One focus of the network has been on the evolution of neurons and nervous systems. Based on extensive scRNA-seq and in situ sequencing data, we established a cell type atlas of the sea lamprey brain. By comparing this dataset to neural data from other vertebrates we revealed an ancestral vertebrate cell type complement. We also looked into the nervous systems of invertebrate species. We used scRNA-seq to unravel the neuronal diversity in sea urchin larva. We found that a subset of the sea urchin neurons show genetic similarities with vertebrate endocrine pancreatic cells, suggesting a common evolutionary origin. For the marine annelid Platynereis, we found that the mushroom bodies have sensory properties and that they resemble the vertebrate telencephalon by molecular anatomy. We have also characterized the ciliomotor neuron type in Platynereis by combining single-cell atlas analysis and functional studies. We explored the diversity of the neuronal populations in cnidarians by looking into a single cell atlas of the Clytia hemisphaerica adult medusa, we found a higher level of differentiated neural cell types than previously described. We have also characterized neuron diversity in the arthropod clade, which was assessed by doing sc-RNAseq in the spider Parasteatoda tepidariorum. We profiled embryos at a developmental stage marked by the beginning of brain differentiation and found nervous system-patterning genes that had never been described in spiders before. Altogether, this pioneering work opens up for exploring the diversification of neurons and nervous systems during evolution.
Another focus has been on regeneration. We examined the fidelity of Parhyale hawaiensis leg regeneration. We found that regenerated legs are precise replicates. Single-nuclei RNA seq showed that regenerated and uninjured legs are indistinguishable in terms of cell type composition. Also, by comparing the global transcriptional dynamics of leg regeneration and development in Parhyale we showed that these two processes show distinct temporal profiles of gene expression. Related to this, we investigated the role of piRNAs and PIWI proteins in stem cell maintenance, differentiation and cancer. We developed a bioinformatics tool to identify and annotate somatic piRNAs and used it to identify the piRNA complement in: sea urchin P. lividus embryos, differentiating cardiomyocytes and in colon-rectal cancer (CRC) cell lines. Also, we have characterized the activity of the PIWI/piRNA pathway in CRC cells and found that it may contribute to the establishment and/or maintenance of clinicopathological features of colon cancer.

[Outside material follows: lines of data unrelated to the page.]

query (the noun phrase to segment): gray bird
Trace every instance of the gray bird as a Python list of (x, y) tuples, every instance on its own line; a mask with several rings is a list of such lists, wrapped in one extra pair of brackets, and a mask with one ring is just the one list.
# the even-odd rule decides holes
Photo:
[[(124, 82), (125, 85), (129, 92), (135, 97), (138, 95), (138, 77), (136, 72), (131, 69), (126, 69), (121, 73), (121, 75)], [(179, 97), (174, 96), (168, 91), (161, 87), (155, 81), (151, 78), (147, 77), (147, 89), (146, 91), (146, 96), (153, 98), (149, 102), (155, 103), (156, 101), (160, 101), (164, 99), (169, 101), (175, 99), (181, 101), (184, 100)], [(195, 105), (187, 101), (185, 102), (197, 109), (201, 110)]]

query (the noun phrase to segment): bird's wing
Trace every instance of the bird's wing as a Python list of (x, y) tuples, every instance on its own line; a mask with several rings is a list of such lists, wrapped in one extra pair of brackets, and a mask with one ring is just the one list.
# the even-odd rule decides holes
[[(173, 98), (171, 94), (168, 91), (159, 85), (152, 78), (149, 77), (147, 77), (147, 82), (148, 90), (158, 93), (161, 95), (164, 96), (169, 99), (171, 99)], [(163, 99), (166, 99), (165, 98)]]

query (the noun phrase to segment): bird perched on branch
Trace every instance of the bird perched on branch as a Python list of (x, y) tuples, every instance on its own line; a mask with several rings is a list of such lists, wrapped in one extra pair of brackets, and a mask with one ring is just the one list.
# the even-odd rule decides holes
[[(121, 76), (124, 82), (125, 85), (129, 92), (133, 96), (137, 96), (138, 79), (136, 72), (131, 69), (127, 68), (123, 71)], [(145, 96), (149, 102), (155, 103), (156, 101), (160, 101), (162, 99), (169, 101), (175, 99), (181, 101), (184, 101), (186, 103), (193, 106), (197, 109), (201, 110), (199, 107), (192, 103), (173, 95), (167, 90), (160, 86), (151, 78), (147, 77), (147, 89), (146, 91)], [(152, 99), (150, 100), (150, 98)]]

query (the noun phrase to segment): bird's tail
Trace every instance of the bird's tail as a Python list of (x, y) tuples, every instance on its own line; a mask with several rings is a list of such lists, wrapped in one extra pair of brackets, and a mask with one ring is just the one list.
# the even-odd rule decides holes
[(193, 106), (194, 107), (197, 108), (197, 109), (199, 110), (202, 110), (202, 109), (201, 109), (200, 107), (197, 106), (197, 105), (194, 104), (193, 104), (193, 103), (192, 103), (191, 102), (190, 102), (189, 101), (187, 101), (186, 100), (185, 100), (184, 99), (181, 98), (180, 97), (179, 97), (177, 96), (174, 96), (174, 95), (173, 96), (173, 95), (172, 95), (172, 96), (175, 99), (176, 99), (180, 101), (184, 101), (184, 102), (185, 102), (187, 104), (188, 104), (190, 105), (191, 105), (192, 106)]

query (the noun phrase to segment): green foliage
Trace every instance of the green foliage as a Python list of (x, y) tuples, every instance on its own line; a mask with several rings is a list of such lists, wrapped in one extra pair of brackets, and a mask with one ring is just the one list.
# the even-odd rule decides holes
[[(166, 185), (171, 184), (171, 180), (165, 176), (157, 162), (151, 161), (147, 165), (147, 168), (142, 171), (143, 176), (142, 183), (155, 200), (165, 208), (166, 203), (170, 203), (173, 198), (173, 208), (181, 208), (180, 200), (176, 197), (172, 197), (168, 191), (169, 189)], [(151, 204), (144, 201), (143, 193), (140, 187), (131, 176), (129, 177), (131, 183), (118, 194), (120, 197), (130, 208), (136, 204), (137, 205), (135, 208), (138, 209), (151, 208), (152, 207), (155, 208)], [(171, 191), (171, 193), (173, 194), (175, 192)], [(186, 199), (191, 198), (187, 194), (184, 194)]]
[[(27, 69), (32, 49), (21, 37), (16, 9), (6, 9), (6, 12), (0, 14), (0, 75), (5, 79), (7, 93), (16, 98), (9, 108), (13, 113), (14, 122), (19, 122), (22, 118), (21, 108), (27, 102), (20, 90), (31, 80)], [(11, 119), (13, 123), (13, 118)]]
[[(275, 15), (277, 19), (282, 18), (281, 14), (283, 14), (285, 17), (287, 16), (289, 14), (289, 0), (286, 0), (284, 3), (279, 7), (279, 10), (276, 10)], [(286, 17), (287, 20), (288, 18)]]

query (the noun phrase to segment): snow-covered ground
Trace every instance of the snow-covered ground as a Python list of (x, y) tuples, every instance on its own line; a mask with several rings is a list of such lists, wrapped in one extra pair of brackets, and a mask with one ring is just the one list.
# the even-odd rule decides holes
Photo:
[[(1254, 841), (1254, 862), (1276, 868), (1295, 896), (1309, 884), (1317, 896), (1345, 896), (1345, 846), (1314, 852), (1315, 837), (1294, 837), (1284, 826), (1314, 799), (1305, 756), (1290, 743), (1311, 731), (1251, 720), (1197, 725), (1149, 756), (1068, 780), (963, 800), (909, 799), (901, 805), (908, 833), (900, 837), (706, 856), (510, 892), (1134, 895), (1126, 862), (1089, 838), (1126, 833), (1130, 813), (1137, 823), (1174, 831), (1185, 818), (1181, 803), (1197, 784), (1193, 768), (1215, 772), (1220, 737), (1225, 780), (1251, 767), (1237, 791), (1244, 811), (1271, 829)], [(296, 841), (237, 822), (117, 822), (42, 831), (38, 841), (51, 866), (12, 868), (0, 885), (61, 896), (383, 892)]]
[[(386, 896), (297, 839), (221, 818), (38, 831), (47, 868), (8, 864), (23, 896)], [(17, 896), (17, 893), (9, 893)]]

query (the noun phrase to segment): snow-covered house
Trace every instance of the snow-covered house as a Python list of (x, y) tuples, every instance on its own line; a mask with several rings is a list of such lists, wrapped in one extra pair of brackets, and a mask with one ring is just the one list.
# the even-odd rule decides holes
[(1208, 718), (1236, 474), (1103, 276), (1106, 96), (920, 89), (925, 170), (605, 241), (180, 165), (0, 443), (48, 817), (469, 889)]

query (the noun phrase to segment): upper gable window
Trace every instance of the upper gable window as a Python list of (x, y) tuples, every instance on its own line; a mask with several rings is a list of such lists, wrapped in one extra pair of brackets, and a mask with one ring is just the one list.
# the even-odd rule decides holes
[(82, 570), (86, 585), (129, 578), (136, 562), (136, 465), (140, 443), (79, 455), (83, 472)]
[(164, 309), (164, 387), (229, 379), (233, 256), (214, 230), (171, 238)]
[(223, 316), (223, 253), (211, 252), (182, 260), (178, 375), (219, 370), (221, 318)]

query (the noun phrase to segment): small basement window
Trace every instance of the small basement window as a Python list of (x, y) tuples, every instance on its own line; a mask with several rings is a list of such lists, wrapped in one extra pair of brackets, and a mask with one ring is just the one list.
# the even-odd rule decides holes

In addition, we were interested in the life cycle of marine invertebrates and how the cell type complements change between larval and adult stages. We generated single cell expression atlases of different developmental stages in diverse organisms and defined stage-specific and common cell types. For the planula and medusa stages in Clytia hemisphaerica we found both: cells, with unique transcriptional programs, and cell types with conserved gene expression programs between both stages. We could detect shared elements in the transcriptional signature between neural cells and mature nematocytes, allowing us to propose evolutionary scenarios about their emergence. Also, intending to reconstruct the evolution of the neural and secretory cell types at the aboral end of the cnidarian planula larva, we compared Clytia and the stony coral Pocillopora acuta. Also, we aimed to identify potential homologous cellular lineages in two species of Lophotrochozoan larvae.
The results of our research were published in high-impact peer-reviewed scientific journals and were presented at prestigious international conferences. Also, we organized several outreach activities to disseminate the results of our research to the general public.